22.9.2009

Netzwerkprodukte - Userinterfaces (5)

(Themenanfang)

Wenn man vom grafischen Userinterface oder dem GUI-„Design” spricht, läuft man in Gefahr, das Userinterface mit dessen grafischer Gestaltung zu verwechseln. Ein GUI besteht zwar aus grafischen Objekten, die z.B. eine bestimmte Farbe haben und über ein mehr oder weniger gelungenes optisches Design verfügen - ein GUI ist dies aber noch lange nicht, auch wenn einem dies das Marketing in den Software-Companies gelegentlich einreden möchte. Es spielt zwar schon eine Rolle für den Anwender, ob er vor einer Applikation sitzt, deren Optik ihn anspricht, oder nicht. In manchen Fällen gibt es sogar funktionelle Auswirkungen der Gestaltung der Grafik, etwa wenn man in einem abgedunkelten Tonstudio vor einer grell leuchtenden Musiksoftware sitzt, oder womöglich grünen Text auf rotem Grund präsentiert bekommt. GUI-Design meint aber letztlich etwas anderes, nämlich die Gestaltung der Funktionalität durch aufeinander abgestimmte grafische Elemente. Dabei spielt ihre Optik eine eher untergeordnete Rolle.

Trotzdem finden sich im GUI-Design - selbst wenn man es rein funktionell betrachtet - Moden. Dabei bestehen all jene Debatten, die sich um den vermeintlich „besten Computer” drehen, letztlich aus Statements über die modischen Qualitäten des GUI im betreffenden Betriebssystem. Gleiches gilt für den Streit um das beste Programm zur Bearbeitung von Text, Grafik, oder Musik, oder um den besten Internet-Browser.
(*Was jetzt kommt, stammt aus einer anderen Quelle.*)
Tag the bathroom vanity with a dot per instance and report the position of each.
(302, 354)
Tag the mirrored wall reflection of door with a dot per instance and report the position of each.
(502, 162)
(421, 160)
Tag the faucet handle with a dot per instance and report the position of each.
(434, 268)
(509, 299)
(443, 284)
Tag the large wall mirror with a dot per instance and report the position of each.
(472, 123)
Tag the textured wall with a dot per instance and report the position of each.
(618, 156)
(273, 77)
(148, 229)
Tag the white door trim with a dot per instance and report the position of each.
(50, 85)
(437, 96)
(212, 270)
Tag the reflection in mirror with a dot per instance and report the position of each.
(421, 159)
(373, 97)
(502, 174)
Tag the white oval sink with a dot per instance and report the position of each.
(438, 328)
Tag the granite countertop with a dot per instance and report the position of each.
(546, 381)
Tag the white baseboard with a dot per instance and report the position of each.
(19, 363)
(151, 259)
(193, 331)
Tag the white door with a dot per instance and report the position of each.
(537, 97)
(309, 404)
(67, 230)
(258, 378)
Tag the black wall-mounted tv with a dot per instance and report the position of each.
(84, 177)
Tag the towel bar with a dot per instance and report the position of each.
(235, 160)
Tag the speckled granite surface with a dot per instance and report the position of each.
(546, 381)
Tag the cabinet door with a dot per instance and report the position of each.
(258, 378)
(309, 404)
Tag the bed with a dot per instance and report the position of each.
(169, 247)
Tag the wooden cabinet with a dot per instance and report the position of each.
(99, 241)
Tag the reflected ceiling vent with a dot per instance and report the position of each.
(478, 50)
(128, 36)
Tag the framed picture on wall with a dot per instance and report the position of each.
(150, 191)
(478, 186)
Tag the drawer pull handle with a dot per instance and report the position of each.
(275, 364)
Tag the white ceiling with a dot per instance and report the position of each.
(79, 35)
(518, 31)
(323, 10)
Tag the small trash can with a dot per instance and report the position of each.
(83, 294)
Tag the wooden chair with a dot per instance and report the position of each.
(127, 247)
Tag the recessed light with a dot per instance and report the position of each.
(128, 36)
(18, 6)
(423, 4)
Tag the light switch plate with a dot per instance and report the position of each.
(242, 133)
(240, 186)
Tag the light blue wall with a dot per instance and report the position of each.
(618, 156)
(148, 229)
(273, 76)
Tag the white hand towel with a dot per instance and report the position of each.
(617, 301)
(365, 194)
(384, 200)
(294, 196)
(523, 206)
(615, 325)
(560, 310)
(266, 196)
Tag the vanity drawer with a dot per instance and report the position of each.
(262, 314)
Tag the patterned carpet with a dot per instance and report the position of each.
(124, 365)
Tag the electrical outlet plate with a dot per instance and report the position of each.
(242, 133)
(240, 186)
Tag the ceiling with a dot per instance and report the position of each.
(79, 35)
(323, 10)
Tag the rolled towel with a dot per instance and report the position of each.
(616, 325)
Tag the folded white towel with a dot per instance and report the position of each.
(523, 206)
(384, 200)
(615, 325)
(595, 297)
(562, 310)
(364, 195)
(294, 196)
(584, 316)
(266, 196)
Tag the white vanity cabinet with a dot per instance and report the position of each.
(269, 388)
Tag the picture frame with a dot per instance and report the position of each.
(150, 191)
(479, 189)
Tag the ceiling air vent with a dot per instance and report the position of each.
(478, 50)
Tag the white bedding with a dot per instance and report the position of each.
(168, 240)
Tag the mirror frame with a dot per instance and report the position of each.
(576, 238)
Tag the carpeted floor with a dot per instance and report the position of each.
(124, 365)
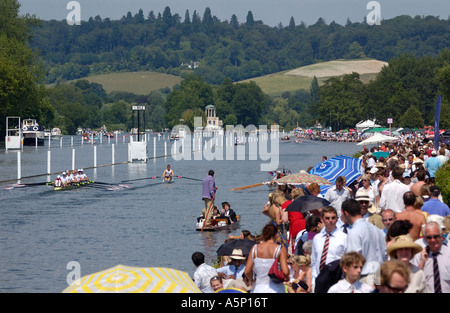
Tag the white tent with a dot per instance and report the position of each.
(366, 124)
(377, 138)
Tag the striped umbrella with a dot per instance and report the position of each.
(127, 279)
(340, 165)
(302, 178)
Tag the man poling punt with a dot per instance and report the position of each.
(168, 174)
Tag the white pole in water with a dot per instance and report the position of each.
(95, 156)
(73, 159)
(49, 157)
(113, 156)
(19, 165)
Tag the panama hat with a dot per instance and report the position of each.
(237, 254)
(363, 195)
(403, 241)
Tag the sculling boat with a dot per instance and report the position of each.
(168, 180)
(218, 224)
(73, 185)
(32, 133)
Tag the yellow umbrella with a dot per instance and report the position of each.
(124, 279)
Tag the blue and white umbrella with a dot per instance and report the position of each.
(337, 166)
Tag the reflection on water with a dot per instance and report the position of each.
(149, 224)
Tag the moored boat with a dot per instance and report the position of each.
(218, 224)
(32, 133)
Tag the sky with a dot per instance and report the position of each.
(270, 12)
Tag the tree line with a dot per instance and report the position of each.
(224, 49)
(406, 91)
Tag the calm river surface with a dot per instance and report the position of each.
(149, 224)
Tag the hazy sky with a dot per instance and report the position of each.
(271, 12)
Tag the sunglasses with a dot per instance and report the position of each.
(397, 290)
(433, 237)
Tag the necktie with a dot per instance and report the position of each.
(345, 228)
(437, 279)
(323, 258)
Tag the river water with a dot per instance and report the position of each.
(42, 232)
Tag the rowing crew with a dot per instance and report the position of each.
(168, 173)
(70, 177)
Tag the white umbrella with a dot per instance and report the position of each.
(377, 138)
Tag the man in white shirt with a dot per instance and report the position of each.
(364, 238)
(337, 194)
(236, 268)
(336, 245)
(392, 193)
(203, 274)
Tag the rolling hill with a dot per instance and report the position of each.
(300, 78)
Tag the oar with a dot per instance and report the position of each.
(102, 183)
(190, 178)
(12, 186)
(128, 180)
(109, 184)
(250, 186)
(206, 213)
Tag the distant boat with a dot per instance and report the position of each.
(55, 133)
(174, 137)
(32, 133)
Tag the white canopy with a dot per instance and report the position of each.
(377, 138)
(366, 124)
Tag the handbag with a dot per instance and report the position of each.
(275, 272)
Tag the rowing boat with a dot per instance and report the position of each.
(220, 224)
(72, 186)
(168, 180)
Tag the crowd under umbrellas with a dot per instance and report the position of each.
(389, 153)
(324, 174)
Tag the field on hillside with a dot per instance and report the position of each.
(140, 83)
(301, 78)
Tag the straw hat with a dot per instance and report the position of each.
(237, 254)
(403, 241)
(363, 195)
(437, 219)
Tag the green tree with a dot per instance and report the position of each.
(21, 76)
(412, 118)
(194, 93)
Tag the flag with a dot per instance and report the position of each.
(437, 112)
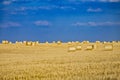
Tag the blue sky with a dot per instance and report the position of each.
(65, 20)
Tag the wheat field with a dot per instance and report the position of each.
(54, 62)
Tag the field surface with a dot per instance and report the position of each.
(51, 62)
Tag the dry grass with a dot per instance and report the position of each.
(52, 62)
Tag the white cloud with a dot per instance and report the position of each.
(96, 24)
(42, 23)
(10, 24)
(7, 2)
(94, 10)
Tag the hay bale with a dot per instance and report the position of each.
(97, 42)
(5, 42)
(59, 42)
(71, 49)
(77, 42)
(78, 48)
(69, 43)
(85, 42)
(90, 47)
(108, 47)
(29, 43)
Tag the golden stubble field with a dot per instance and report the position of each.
(54, 62)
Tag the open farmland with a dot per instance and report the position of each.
(51, 61)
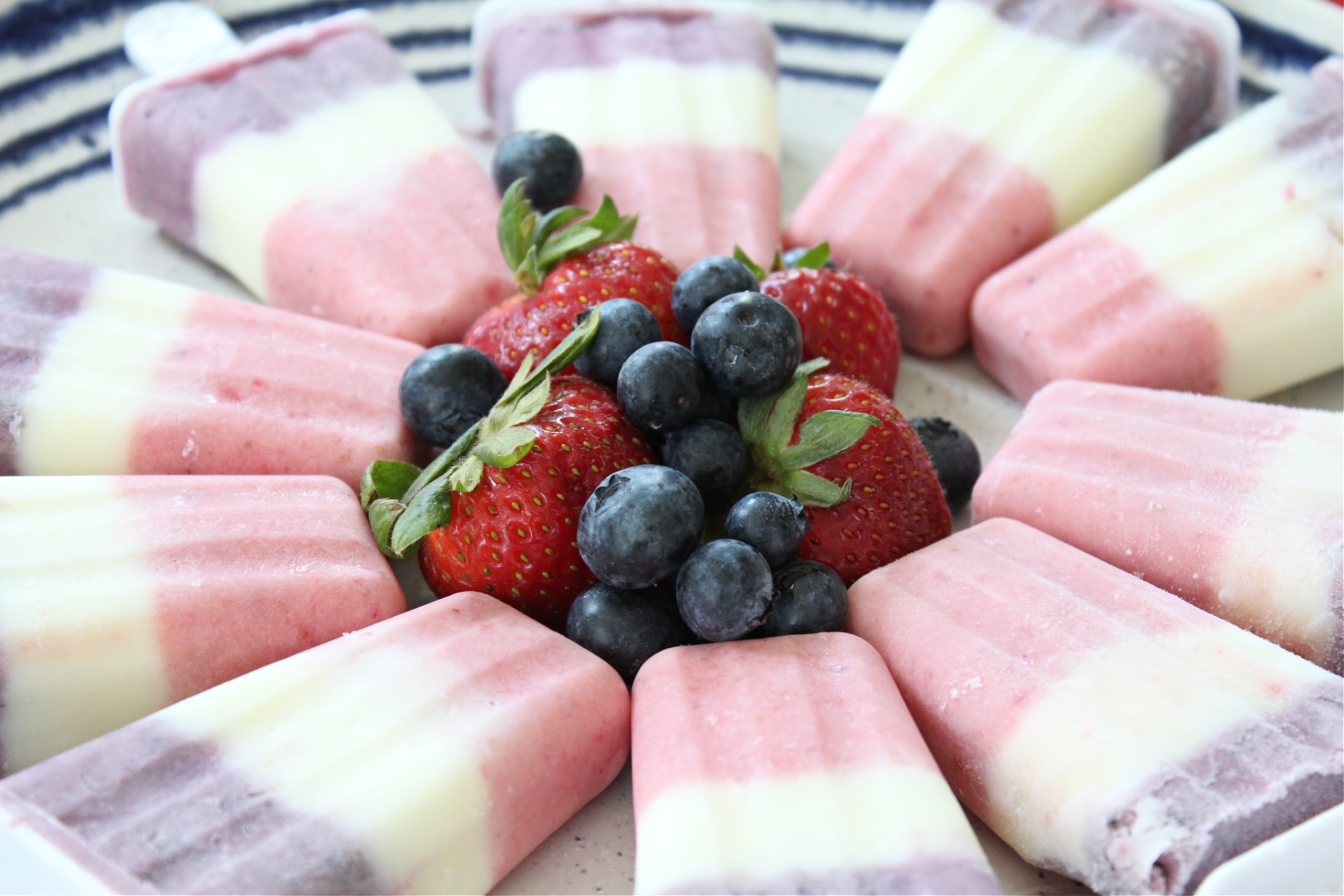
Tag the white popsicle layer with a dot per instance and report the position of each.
(790, 764)
(1102, 727)
(314, 167)
(120, 596)
(1218, 273)
(252, 181)
(104, 372)
(1044, 105)
(99, 374)
(1231, 505)
(654, 101)
(426, 754)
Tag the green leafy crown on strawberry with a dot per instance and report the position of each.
(768, 426)
(406, 503)
(534, 244)
(815, 257)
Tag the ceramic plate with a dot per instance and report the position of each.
(61, 64)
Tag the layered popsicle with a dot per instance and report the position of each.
(1102, 727)
(318, 171)
(1218, 273)
(112, 372)
(1236, 507)
(790, 766)
(429, 754)
(120, 596)
(1003, 122)
(671, 105)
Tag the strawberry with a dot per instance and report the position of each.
(499, 511)
(841, 317)
(562, 272)
(515, 535)
(839, 447)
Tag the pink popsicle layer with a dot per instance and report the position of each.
(1084, 307)
(414, 258)
(790, 764)
(692, 200)
(315, 168)
(120, 596)
(246, 390)
(936, 216)
(111, 372)
(429, 752)
(1231, 505)
(1102, 727)
(251, 570)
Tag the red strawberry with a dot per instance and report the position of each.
(514, 536)
(892, 505)
(538, 323)
(498, 511)
(582, 265)
(843, 318)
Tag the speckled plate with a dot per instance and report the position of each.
(61, 64)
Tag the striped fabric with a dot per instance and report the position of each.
(62, 64)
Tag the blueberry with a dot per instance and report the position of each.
(626, 326)
(769, 523)
(790, 258)
(659, 387)
(809, 598)
(448, 388)
(749, 344)
(715, 405)
(724, 590)
(626, 628)
(638, 526)
(550, 163)
(711, 453)
(706, 282)
(953, 456)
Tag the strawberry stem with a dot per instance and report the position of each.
(412, 508)
(768, 425)
(533, 245)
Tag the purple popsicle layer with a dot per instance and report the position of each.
(315, 168)
(164, 132)
(1102, 727)
(429, 752)
(526, 46)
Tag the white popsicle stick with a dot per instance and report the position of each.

Bevor ich diese - zugegeben stark zugespitzte - These näher begründe, muß ich einschieben, daß es natürlich durchaus auch rationale Gründe gibt, sich für oder gegen ein bestimmtes Betriebssystem oder eine Applikation zu entscheiden. Ich behaupte aber, daß diese Gründe deutlich in der Unterzahl sind - wenn das anders wäre, würde man die Debatten erheblich sachlicher führen, ohne sie regelmäßig in emotional aufgeheizte Flame-Wars zu eskalieren. Es geht in erster Linie um subjektive Vorlieben, und zwar auch und gerade dann, wenn man nur über die funktionale Seite von Userinterfaces streitet.

Zunächst läßt sich leicht belegen, daß bestimmte Moden im GUI kommen und gehen. Ich erinnere mich z.B. noch ganz gut an meinen Versuch, auf dem Atari ST sog. „Floating Windows” zu implementieren, Fenster also, die über den „Hauptfenstern” der Applikation schweben, und in denen man beispielsweise verschiedene Modi für Operationen mit der Maus - Tools - auswählen kann. Das war auf dem Macintosh selbstverständlich, ließ sich aber auf dem Atari nur unter hohem Aufwand implementieren[1] - der Coolness-Faktor war entsprechend hoch, und sämtliche Applikationen auf dem Mac haben dieses Konzept u.a deshalb realisiert, weil es anderswo nicht zu haben war.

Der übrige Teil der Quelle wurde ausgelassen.